In winter, warm up and stretch before and after a run must be done in a warm room: at home or at a running base.
If you plan on running during the day, running in the park or in the woods is ideal. I do not advise you to run along highways, since the air in winter time in places where cars are crowded is quite polluted and all the usefulness of running will be replaced by an unpleasant bitterness in the throat. .In all cases, choose a jogging site in which you are confident and will know your route exactly. To do this, you can walk a certain route before jogging or the day before it and at the same time measure the mileage. Also, pay attention to the paths, trying to exclude running on the ice, so as not to fall and slip.
There are no special tips on nutrition in winter as such. If you run during the day, be sure to drink a cup of tea and eat a couple of bananas before running, in no case do not run on an empty stomach. If you plan to run in the evening, then you should not eat tightly 1-2 hours before running. , in general, 3-4 hours is enough for full assimilation and painless sensations in the right side while running.

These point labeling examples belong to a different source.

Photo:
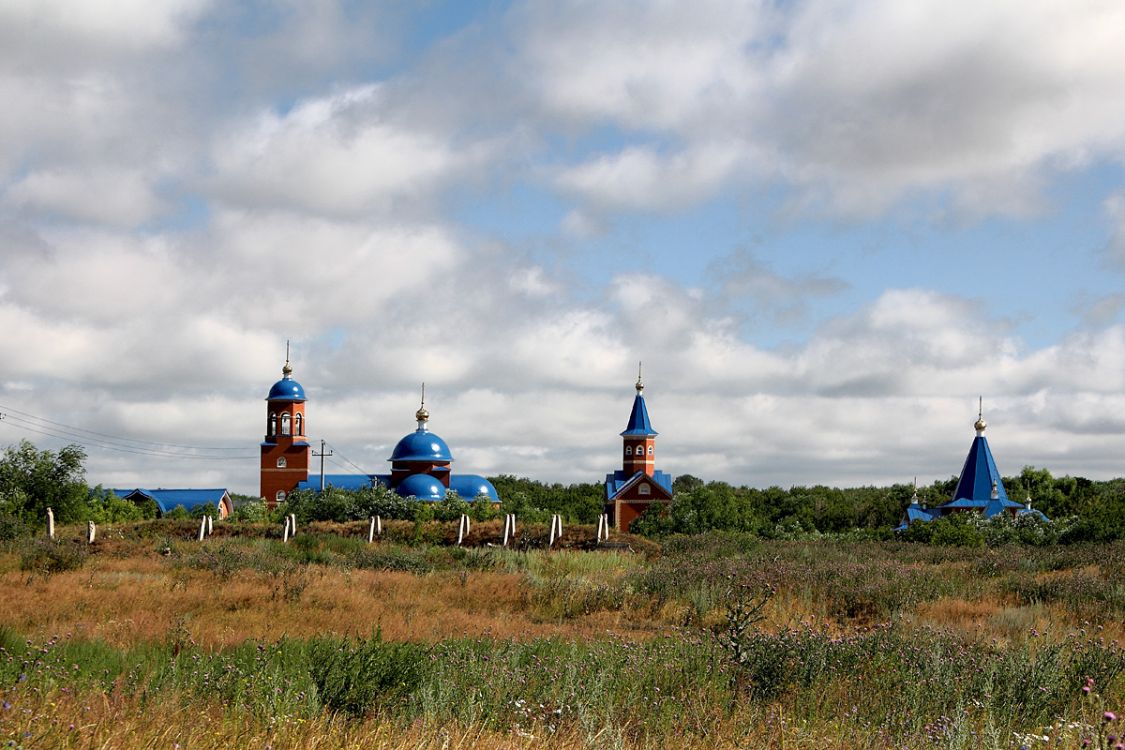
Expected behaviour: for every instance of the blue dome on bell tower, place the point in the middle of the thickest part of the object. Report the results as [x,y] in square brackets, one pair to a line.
[286,389]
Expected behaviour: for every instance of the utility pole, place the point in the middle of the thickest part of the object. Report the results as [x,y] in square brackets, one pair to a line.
[322,454]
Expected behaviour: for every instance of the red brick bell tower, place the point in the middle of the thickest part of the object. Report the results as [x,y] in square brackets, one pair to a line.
[285,449]
[632,489]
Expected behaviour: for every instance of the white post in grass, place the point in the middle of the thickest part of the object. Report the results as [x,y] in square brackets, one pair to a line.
[556,530]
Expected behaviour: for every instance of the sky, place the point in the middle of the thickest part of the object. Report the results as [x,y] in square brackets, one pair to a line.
[825,226]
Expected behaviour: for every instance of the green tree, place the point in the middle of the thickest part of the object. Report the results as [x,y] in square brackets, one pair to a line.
[33,480]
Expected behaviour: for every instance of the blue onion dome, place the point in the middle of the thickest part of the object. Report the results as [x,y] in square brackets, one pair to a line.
[471,486]
[423,487]
[286,389]
[421,445]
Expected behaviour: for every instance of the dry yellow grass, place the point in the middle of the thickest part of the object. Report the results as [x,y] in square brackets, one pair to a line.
[141,598]
[61,721]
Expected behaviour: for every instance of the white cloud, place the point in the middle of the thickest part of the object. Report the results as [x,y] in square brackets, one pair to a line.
[854,106]
[341,155]
[640,178]
[110,196]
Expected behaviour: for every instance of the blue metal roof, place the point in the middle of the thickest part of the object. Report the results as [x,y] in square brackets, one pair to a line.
[421,445]
[168,499]
[471,486]
[977,477]
[617,481]
[422,487]
[639,424]
[286,389]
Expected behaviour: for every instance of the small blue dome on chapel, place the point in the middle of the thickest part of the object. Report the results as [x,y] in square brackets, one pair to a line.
[421,445]
[286,389]
[423,487]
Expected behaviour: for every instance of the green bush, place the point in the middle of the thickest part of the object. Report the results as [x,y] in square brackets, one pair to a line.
[357,677]
[12,527]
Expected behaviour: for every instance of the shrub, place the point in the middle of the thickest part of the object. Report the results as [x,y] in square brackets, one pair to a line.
[45,557]
[254,512]
[357,677]
[12,527]
[179,513]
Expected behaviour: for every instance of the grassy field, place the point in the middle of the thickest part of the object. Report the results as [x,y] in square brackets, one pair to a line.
[152,639]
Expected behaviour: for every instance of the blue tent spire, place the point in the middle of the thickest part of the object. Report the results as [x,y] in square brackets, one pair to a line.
[980,484]
[639,424]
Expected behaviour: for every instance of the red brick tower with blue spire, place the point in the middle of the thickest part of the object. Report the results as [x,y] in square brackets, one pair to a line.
[632,489]
[285,448]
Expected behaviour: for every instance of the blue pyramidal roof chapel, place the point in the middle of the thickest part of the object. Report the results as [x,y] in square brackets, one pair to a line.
[980,488]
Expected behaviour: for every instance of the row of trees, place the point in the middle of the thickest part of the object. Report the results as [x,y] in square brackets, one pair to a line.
[32,480]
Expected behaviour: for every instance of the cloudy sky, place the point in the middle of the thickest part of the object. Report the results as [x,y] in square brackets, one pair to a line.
[826,226]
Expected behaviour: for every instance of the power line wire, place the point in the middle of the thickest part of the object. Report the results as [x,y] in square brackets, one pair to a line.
[116,439]
[336,450]
[86,442]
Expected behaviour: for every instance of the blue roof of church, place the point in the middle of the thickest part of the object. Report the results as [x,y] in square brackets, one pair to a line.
[615,481]
[286,389]
[639,424]
[974,488]
[421,445]
[340,481]
[168,499]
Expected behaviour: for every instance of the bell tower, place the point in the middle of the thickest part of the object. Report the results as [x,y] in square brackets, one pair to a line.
[285,446]
[639,439]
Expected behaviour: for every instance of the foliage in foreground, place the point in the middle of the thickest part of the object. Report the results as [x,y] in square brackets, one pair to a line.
[887,680]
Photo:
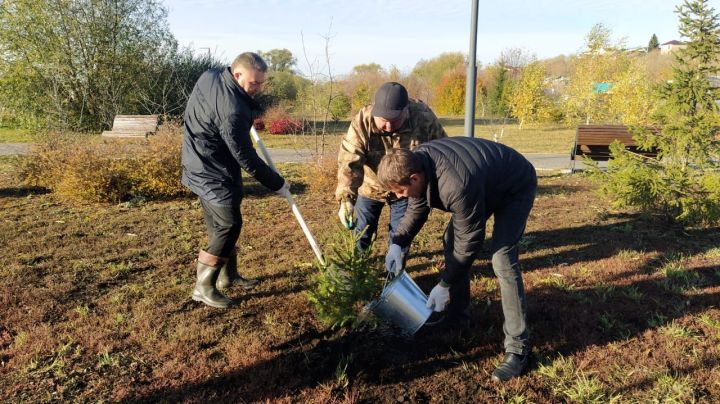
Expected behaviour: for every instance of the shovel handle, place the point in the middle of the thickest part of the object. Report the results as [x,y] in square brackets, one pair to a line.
[290,199]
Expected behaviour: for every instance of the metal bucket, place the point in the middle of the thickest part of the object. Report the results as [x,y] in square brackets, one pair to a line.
[402,303]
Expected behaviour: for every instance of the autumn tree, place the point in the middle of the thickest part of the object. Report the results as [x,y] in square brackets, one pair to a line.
[78,63]
[586,99]
[450,94]
[528,102]
[279,60]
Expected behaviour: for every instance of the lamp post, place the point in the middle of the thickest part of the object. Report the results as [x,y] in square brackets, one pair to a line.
[471,75]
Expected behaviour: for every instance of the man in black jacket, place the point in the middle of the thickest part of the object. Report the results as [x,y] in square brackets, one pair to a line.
[216,146]
[473,179]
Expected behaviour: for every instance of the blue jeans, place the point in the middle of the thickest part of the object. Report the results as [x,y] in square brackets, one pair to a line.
[367,214]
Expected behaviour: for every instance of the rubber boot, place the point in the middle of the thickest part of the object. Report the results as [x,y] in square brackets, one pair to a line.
[229,275]
[207,274]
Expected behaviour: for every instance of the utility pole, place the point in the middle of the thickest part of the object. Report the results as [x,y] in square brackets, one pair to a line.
[471,75]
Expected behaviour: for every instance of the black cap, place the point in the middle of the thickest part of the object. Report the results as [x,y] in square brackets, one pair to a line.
[390,99]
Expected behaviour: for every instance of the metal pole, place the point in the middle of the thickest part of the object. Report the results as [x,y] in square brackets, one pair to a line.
[471,75]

It is necessary to breathe cold air through the nose, so the air passing through the nose warms up and enters our lungs warm enough. However, focusing on inhaling through the nose, more rapid fatigue may appear due to insufficient oxygen saturation of the lungs, therefore it is necessary to combine breathing through both the nose and through the mouth.
It is sometimes difficult to find a company for jogging in the winter, so many running communities offer us to help. For example, I am the trainer of the Adidas Boost Runclub Losinyi running base (perhaps the name will change to boost runclub Iskra), where you can find a company for jogging, get complete information on running in general. Classes are held for runners completely free of charge, which is now important. For beginners, I recommend running under the guidance of a trainer so that running for you is only a pleasure and does not cause injuries.